Chaleira elétrica com função de manter quente
Em chaleiras com modo de manutenção de temperatura, a água permanece quente durante mais tempo, implicando aquecimentos repetidos. Para poupar, aqueça apenas a quantidade necessária e desligue completamente após ferver.
Torradeira, liquidificador e pequenos aparelhos: standby desnecessário
Muitos equipamentos pequenos incluem luzes, botões electrónicos ou controlos que gastam poucos watts. Individualmente parece irrelevante, mas ao longo do ano acumula - sobretudo quando vários aparelhos ficam permanentemente ligados à tomada.
Como encontrar a sua própria “armadilha” de eletricidade
Para ter certezas, o mais simples é usar um medidor de consumo de tomada. São acessíveis e, em poucos dias, dão uma leitura muito clara.

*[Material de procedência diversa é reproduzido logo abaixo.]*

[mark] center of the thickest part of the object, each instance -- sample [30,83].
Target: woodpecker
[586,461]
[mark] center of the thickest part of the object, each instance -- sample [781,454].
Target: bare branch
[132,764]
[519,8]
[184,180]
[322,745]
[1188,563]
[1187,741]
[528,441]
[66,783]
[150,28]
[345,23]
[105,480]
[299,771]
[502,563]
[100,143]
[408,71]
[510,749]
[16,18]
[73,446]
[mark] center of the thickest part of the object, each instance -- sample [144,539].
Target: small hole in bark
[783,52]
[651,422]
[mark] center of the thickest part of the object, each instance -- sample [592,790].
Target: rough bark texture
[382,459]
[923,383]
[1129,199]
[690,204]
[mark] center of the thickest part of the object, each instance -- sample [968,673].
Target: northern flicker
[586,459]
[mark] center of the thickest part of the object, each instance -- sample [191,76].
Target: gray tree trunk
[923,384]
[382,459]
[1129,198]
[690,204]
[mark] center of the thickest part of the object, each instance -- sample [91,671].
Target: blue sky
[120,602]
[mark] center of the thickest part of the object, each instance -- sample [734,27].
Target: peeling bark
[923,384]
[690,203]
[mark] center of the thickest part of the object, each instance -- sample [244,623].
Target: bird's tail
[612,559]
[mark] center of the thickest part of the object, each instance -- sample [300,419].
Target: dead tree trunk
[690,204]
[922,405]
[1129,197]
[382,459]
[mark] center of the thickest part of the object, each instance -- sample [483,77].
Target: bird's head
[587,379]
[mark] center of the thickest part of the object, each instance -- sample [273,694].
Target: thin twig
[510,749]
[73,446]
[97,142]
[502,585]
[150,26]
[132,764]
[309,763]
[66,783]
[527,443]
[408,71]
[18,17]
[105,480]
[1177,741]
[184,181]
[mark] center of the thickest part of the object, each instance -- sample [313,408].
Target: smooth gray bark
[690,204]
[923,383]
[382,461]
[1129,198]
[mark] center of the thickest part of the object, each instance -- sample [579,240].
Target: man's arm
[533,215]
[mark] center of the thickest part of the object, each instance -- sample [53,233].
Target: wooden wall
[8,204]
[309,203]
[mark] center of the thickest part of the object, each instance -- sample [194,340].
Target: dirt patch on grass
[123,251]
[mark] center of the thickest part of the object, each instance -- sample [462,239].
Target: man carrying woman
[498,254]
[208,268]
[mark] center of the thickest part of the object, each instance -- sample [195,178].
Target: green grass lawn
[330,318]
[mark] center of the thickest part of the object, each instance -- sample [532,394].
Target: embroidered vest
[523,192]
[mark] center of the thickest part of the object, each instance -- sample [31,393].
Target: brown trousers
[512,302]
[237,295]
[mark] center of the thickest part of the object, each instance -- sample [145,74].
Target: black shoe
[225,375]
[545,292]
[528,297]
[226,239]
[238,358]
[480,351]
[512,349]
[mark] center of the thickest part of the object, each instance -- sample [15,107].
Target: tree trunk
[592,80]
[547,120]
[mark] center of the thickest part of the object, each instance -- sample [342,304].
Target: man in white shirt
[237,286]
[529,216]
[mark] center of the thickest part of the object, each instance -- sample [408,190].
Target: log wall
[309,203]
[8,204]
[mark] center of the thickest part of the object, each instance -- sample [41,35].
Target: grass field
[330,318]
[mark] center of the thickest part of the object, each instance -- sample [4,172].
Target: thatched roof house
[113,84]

- Ligue a máquina de café superautomática ao medidor e simule um dia típico
- Leia o consumo e projete para um ano
- Compare com e sem desligar automático
Esta comparação mostra de forma objetiva se a mudança de hábitos compensa - e, na maioria dos casos, a resposta é claramente: sim.
Porque é que a soma dos pequenos consumos faz diferença
Em muitas casas, os “grandes” consumidores já estão sob controlo: substituem-se frigoríficos antigos, usa-se o programa Eco na máquina de lavar loiça e o forno é utilizado com mais critério. As surpresas surgem, muitas vezes, nos aparelhos pequenos e convenientes que ficam discretamente em funcionamento.
Num contexto de preços de energia mais elevados, um uso mais inteligente pode ter impacto real. Uma máquina de café superautomática bem configurada, um micro-ondas sem consumo permanente e uma chaleira desligada após o uso podem gerar, em conjunto, poupanças anuais facilmente na casa das dezenas de euros - sem perda relevante de conforto.
Se estiver a pensar comprar um equipamento novo, compensa olhar para estes pontos antes de decidir: modos de poupança eficazes, aquecimento rápido e um verdadeiro interruptor de rede deixaram de ser “luxos” e passaram a ser argumentos práticos para reduzir custos de eletricidade a longo prazo.
Como complemento, também pode considerar uma tomada inteligente (ou temporizador) para cortar automaticamente a corrente em horários em que sabe que não vai usar a máquina. É uma forma simples de evitar consumos invisíveis - especialmente em cozinhas onde vários aparelhos ficam sempre ligados por conveniência.